Sur la période de transition

Dans la lettre qu’il a adressée aux militants de son parti, Ahmed Ouyahia a jugé « obligatoire » que « tout le monde accepte des concessions », afin de convaincre les citoyens de la « crédibilité du processus de transition démocratique », voulu par Bouteflika.

Ces propos qui expriment l’adhésion d’Ouyahia à un processus de transition tranchent avec ce qu’il a dit, à propos d’un tel processus, en juin 2014. A l’époque, les partis de l’opposition s’étaient réunis pour discuter de la meilleure façon d’empêcher un quatrième mandat et sur la manière dont devait se gérer « la transition » après le départ de ce dernier. En réaction, Ahmed Ouyahia, alors ministre d’Etat Directeur de cabinet de la Présidence avait affiché son opposition à une période de transition telle que proposée par l’opposition à l’époque. Proposer une période de transition était, selon lui « l’une des plus dangereuses formes d’opposition ». « L’Algérie aujourd’hui est un Etat aux institutions démocratiques et n’a nullement besoin de période de transition », avait-il déclaré, cité par le jour d’Algérie du 21 juin 2014.

Menaces contre les manifestants

Ahmed Ouyahia a, à maintes reprises, mis en garde le peuple et les partis de l’opposition contre tout recours à la rue pour exprimer leur opposition au pouvoir. Il a aussi prôné et justifié la répression des manifestations, notamment à Alger. Lors de son discours de clôture des travaux de la conférence gouvernement-walis, fin janvier 2018, il avait appelé les walis à avoir recours aux « importantes forces de police et de gendarmerie parfaitement formées pour contenir toutes tentatives de semer le troubles dans les cités, dans les stades et sur la voie publique ».

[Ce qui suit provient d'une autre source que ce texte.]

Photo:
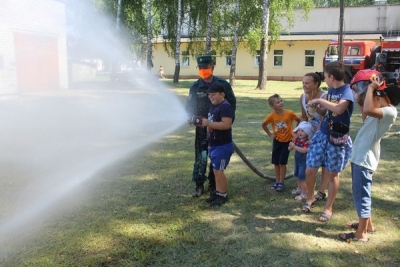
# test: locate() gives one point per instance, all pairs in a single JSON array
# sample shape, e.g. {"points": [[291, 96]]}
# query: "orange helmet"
{"points": [[360, 81]]}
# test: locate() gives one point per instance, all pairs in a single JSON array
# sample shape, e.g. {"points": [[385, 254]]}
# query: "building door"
{"points": [[36, 62]]}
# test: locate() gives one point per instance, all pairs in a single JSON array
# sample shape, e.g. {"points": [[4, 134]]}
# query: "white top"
{"points": [[367, 145], [316, 120]]}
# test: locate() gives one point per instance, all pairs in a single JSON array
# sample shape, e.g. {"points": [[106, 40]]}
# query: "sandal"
{"points": [[320, 196], [273, 186], [324, 217], [307, 208], [354, 225], [351, 237], [280, 187], [301, 197], [296, 191]]}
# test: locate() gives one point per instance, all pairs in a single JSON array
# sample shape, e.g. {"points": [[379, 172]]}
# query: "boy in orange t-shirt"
{"points": [[281, 121]]}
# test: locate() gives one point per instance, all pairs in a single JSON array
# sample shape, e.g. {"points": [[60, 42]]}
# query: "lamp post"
{"points": [[341, 18]]}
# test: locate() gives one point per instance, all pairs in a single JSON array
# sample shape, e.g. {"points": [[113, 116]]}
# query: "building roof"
{"points": [[322, 37]]}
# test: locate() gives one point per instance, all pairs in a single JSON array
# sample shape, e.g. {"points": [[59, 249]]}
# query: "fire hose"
{"points": [[197, 121], [254, 169]]}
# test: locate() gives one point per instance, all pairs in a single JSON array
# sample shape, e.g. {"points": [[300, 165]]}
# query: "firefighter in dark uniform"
{"points": [[198, 104]]}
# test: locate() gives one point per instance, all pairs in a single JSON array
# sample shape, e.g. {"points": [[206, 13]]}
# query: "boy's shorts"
{"points": [[220, 156], [321, 153], [280, 152]]}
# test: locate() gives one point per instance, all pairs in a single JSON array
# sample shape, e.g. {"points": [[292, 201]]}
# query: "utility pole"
{"points": [[118, 15], [341, 30]]}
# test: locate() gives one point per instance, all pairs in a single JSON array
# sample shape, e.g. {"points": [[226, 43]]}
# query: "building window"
{"points": [[185, 59], [228, 58], [257, 59], [278, 58], [353, 50], [309, 58]]}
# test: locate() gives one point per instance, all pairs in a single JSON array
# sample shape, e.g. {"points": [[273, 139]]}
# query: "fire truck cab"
{"points": [[360, 55]]}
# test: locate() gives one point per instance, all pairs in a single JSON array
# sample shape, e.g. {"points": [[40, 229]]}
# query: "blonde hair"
{"points": [[272, 98]]}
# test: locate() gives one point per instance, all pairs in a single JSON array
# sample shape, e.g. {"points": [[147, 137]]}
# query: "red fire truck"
{"points": [[359, 55]]}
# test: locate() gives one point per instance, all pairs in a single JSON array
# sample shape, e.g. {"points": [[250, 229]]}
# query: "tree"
{"points": [[178, 43], [262, 71], [149, 35], [235, 44]]}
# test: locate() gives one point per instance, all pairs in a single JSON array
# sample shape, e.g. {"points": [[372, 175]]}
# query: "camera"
{"points": [[321, 75], [197, 120]]}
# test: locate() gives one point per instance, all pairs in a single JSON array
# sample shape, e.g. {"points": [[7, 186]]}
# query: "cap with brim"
{"points": [[393, 93], [204, 61], [216, 88], [306, 127]]}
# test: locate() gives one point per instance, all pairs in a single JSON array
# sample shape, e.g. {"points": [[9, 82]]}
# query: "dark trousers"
{"points": [[200, 159]]}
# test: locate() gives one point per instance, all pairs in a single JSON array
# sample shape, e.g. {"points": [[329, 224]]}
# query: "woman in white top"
{"points": [[311, 84]]}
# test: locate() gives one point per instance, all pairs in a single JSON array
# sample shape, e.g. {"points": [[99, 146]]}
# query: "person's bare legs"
{"points": [[324, 181], [302, 186], [310, 183], [221, 182], [282, 173], [333, 178], [277, 170]]}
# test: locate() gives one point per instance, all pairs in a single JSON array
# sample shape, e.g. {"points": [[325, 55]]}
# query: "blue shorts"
{"points": [[321, 153], [220, 156], [361, 186], [280, 152], [300, 166]]}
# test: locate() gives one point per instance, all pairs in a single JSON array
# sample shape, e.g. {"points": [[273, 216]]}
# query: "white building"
{"points": [[301, 49]]}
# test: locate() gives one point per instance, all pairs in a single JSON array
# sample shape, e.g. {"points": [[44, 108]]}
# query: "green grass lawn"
{"points": [[140, 211]]}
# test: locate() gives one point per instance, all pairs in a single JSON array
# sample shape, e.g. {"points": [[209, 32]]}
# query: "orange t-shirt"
{"points": [[282, 124]]}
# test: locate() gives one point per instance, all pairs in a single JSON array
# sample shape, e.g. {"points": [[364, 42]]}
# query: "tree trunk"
{"points": [[149, 35], [262, 75], [235, 45], [209, 26], [178, 43]]}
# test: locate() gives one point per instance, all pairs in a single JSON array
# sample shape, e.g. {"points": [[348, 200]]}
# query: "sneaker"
{"points": [[198, 191], [296, 191], [219, 200], [212, 197], [301, 197]]}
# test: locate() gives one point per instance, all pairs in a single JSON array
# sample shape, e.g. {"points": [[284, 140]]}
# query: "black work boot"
{"points": [[199, 190]]}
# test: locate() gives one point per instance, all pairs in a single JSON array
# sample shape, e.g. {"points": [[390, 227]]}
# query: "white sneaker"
{"points": [[296, 191], [301, 197]]}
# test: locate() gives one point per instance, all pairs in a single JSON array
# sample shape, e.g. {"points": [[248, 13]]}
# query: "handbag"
{"points": [[338, 132]]}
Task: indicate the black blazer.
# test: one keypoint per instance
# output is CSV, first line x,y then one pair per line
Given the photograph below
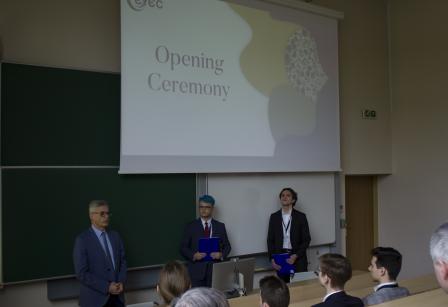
x,y
300,237
341,299
189,245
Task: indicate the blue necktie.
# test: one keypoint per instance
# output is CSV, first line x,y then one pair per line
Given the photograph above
x,y
106,246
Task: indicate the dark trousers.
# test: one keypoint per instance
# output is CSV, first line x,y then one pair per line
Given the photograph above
x,y
207,281
114,301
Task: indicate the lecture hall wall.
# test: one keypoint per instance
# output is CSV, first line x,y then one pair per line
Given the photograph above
x,y
405,84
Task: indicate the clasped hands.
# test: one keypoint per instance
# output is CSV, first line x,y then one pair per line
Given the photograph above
x,y
115,288
292,258
199,256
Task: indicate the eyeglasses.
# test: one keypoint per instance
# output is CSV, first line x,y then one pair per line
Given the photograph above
x,y
205,207
103,213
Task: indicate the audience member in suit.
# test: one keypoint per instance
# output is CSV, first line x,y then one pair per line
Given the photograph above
x,y
384,267
273,292
334,271
439,254
202,297
99,260
173,282
205,226
288,233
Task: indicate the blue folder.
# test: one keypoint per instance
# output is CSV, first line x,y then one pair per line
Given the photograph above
x,y
208,246
287,269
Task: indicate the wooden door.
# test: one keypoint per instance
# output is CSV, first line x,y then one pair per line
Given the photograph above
x,y
360,212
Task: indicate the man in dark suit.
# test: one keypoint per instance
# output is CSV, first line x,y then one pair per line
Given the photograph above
x,y
334,271
384,268
99,261
205,226
289,233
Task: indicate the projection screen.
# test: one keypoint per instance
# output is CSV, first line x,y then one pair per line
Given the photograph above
x,y
213,86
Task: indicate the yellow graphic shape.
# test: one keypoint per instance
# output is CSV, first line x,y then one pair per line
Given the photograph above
x,y
263,59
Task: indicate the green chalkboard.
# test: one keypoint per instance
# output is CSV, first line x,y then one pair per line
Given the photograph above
x,y
54,116
58,117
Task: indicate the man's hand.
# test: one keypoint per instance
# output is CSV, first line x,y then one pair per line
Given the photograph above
x,y
198,256
216,255
275,265
291,259
114,288
120,287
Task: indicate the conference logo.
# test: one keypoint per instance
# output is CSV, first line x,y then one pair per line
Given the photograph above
x,y
139,5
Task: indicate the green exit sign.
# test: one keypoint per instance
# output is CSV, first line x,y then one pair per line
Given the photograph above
x,y
368,114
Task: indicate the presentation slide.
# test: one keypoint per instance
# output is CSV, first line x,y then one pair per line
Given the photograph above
x,y
215,86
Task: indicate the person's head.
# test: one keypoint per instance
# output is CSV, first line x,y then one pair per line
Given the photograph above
x,y
288,197
99,213
206,205
173,281
439,253
273,292
385,264
202,297
334,271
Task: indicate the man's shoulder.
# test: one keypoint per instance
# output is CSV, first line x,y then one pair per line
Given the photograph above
x,y
87,233
218,223
385,294
276,214
343,299
298,213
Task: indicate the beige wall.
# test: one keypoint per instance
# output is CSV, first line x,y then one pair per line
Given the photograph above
x,y
82,34
364,84
414,200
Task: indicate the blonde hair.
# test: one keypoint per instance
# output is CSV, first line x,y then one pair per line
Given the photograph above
x,y
173,281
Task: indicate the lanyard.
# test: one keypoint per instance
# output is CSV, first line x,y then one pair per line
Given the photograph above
x,y
286,227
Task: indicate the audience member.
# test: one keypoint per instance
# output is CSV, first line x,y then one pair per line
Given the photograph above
x,y
334,271
384,267
439,254
273,292
202,297
173,282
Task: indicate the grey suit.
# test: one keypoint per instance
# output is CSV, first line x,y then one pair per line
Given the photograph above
x,y
384,294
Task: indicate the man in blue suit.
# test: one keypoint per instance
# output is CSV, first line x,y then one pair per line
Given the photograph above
x,y
205,226
99,260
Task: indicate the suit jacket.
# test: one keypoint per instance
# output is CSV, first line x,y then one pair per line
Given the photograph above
x,y
94,270
189,245
299,236
384,294
341,299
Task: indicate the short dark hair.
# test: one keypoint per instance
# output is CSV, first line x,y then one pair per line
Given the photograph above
x,y
208,199
337,268
294,194
388,258
173,281
274,291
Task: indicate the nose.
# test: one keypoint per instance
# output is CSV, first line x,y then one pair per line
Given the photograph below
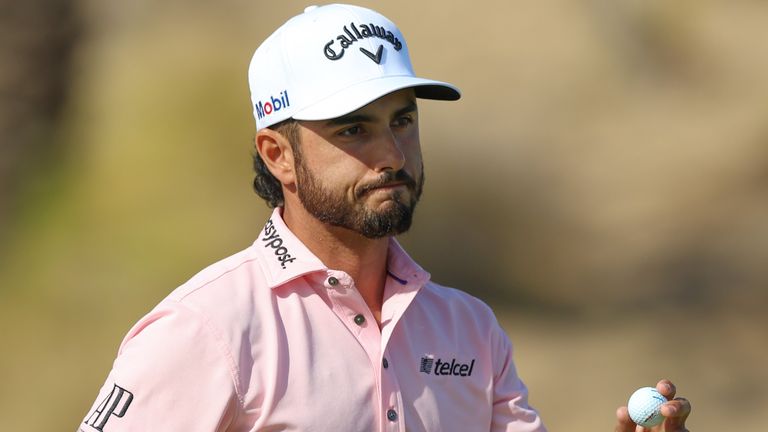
x,y
390,155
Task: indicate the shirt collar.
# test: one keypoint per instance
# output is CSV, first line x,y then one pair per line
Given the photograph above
x,y
285,257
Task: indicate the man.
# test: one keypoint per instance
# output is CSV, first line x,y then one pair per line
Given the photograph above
x,y
325,323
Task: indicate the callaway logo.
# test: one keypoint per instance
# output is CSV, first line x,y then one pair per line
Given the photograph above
x,y
274,104
445,368
273,240
355,33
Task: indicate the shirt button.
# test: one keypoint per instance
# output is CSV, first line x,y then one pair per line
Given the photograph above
x,y
392,415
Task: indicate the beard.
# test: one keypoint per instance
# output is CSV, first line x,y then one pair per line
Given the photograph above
x,y
334,208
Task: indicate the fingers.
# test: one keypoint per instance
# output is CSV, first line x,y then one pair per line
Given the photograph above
x,y
676,412
666,388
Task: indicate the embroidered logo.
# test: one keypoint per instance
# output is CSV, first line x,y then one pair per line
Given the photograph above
x,y
426,365
272,240
274,104
445,368
115,404
356,32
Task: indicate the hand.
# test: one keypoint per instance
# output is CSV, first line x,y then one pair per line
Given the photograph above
x,y
676,410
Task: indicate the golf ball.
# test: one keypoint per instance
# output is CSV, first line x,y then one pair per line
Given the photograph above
x,y
644,407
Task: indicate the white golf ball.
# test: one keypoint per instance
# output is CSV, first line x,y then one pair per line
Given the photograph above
x,y
644,407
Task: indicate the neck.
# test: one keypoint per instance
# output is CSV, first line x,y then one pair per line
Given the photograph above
x,y
363,259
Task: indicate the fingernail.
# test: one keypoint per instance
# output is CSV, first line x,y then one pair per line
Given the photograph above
x,y
672,410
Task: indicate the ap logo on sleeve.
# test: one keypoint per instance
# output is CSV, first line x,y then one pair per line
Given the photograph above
x,y
115,404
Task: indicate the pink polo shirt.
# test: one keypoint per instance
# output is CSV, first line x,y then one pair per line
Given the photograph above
x,y
270,339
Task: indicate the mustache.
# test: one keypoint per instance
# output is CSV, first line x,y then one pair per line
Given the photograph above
x,y
388,177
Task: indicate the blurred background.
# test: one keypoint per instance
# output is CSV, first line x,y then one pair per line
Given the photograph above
x,y
603,184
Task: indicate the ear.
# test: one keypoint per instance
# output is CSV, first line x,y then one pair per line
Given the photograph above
x,y
277,154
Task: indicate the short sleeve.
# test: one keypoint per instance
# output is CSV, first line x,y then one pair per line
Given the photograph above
x,y
173,373
511,412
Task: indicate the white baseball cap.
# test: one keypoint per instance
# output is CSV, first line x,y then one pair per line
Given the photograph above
x,y
330,61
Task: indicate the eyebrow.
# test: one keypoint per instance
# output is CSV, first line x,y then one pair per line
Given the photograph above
x,y
362,118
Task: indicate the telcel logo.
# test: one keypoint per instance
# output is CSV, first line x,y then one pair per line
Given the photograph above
x,y
273,105
445,368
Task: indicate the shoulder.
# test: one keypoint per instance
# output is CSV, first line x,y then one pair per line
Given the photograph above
x,y
457,306
453,298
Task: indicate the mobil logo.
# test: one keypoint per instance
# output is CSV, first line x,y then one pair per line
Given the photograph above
x,y
274,104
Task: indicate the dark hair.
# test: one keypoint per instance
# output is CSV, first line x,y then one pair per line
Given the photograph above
x,y
265,184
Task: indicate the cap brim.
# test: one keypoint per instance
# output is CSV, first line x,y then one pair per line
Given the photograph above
x,y
361,94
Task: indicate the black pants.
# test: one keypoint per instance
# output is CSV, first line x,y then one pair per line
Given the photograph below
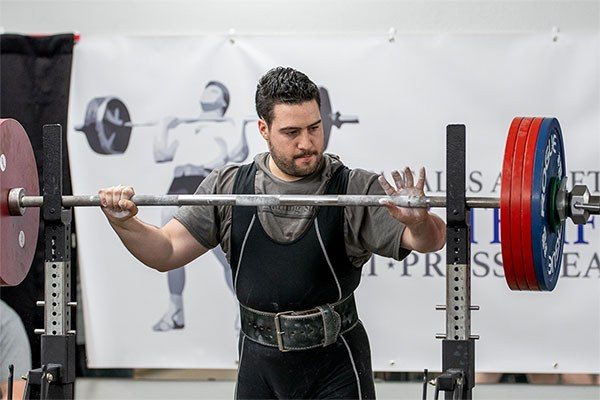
x,y
339,371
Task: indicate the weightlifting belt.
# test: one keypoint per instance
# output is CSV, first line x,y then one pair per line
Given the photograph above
x,y
300,330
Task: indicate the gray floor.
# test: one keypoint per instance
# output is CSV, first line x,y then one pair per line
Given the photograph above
x,y
101,388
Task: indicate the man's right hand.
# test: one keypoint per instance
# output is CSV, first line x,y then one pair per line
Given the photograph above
x,y
116,203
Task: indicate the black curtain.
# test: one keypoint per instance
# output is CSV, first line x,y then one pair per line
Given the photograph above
x,y
35,74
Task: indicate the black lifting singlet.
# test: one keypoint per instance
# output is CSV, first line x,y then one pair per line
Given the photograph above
x,y
299,275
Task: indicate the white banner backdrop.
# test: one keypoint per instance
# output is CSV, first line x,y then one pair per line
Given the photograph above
x,y
404,94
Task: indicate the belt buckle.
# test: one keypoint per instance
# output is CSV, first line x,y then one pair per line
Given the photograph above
x,y
278,331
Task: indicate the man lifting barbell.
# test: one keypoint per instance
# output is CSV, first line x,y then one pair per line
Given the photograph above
x,y
534,206
295,268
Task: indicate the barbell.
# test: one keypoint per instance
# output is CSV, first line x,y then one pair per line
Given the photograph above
x,y
534,203
107,123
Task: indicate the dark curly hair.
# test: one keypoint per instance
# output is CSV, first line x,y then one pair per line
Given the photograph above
x,y
283,85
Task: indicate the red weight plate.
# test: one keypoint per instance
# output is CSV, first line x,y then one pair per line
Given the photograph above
x,y
526,186
505,208
18,234
516,235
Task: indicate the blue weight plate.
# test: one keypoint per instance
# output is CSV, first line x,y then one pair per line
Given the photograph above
x,y
547,245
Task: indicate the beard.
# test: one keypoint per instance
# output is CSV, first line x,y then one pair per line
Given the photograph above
x,y
288,165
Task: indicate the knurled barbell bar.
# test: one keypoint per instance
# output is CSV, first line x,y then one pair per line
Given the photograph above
x,y
534,202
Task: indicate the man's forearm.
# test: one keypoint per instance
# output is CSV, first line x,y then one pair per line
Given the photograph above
x,y
146,242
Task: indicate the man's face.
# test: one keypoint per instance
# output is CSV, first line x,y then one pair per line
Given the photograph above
x,y
295,138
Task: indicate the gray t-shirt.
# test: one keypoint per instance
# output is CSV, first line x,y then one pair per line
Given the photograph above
x,y
367,229
14,344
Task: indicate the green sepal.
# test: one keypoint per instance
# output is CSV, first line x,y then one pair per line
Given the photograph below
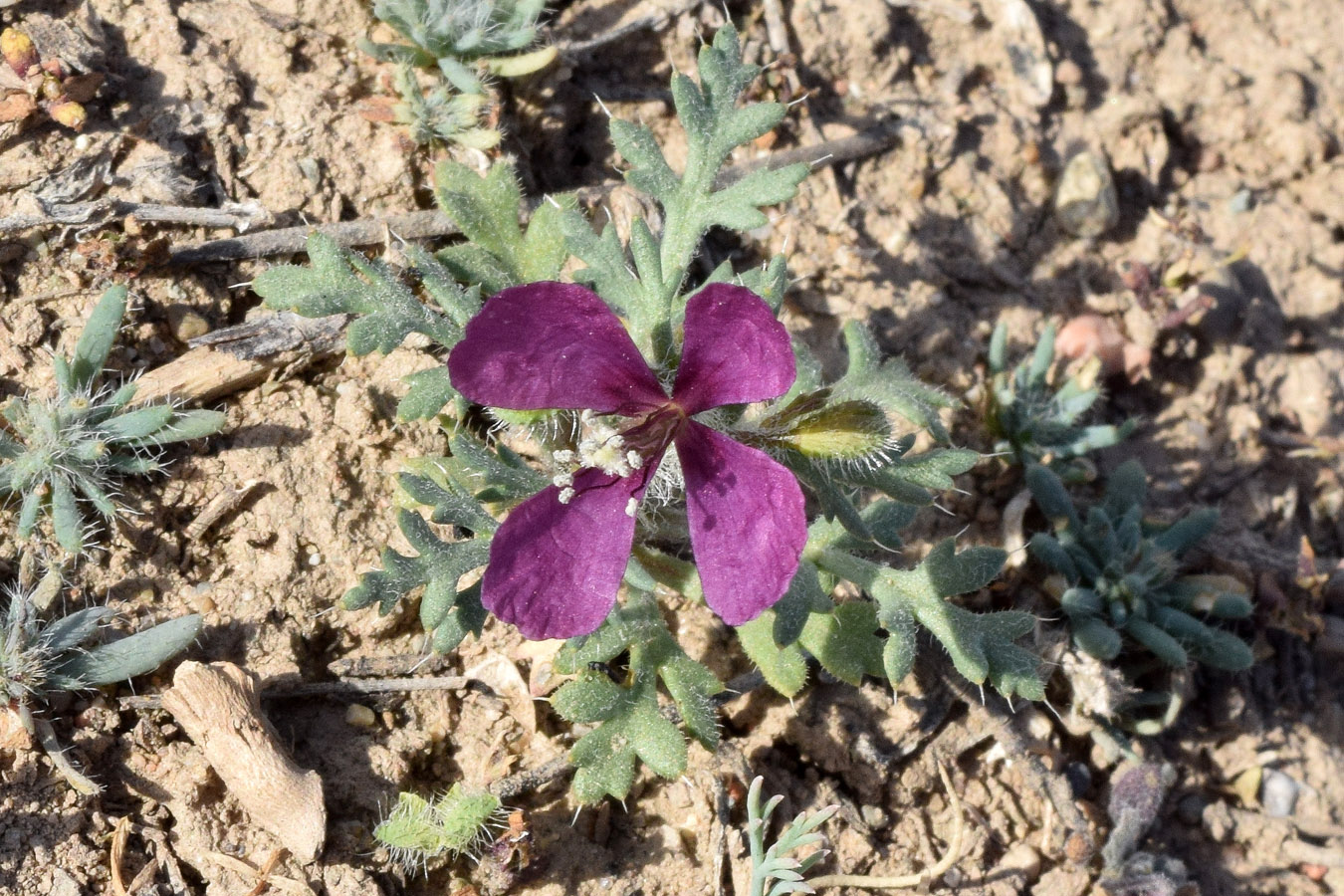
x,y
783,666
845,641
125,658
342,283
498,253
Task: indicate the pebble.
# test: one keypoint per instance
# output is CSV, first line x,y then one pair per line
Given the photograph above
x,y
1278,794
874,817
1020,858
1086,203
360,716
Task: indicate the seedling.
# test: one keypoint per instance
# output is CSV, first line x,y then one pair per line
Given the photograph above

Quelques jours avant, lors d’une conférence de presse, il avait rappelé que les manifestations étaient interdites à Alger. « Tant qu’on ne saura pas marcher en paix, on ne marchera pas ! », avait-il lancé.

« Si vous avez peur qu’il y ait de la répression en 2019, je dis que la constitution n’a pas tout permis. Tant que les manifestations sont interdites dans la capitale, il est naturel qu’ils en seront empêchés », a-t-il poursuivi, laissant présager une répression des manifestations contre le cinquième mandat, auxquels appelaient déjà de nombreuses voix.

Ahmed Ouyahia avait même insinué que les Algériens étaient incapables de manifester pacifiquement. « Dans les autres pays, des manifestations d’un million de personnes restent pacifiques. Pourquoi avons-nous interdit les manifestations en Algérie ? Lors des manifestations de 2001, ni les citoyens, ni les biens publics n’ont été épargnés », a-t-il déclaré, affirmant que « c’est ça l’Algérie ! ».

Ces propos qui remettent en cause la capacité des Algériens à manifester pacifiquement sont non seulement démentis par sa lettre qu’il a envoyée à ses militants et dans laquelle il « salue » le pacifisme des manifestants mais également par les événements. Les Algériens manifestent par millions partout en Algérie depuis le 22 février sans provoquer aucun trouble, destruction de biens publics ou privés, en dehors des incidents signalés à la fin des manifestations pacifiques à Alger et qui n’impliquent, de l’aveu même de la DGSN, que des individus qui n’ont rien à voir avec les manifestants.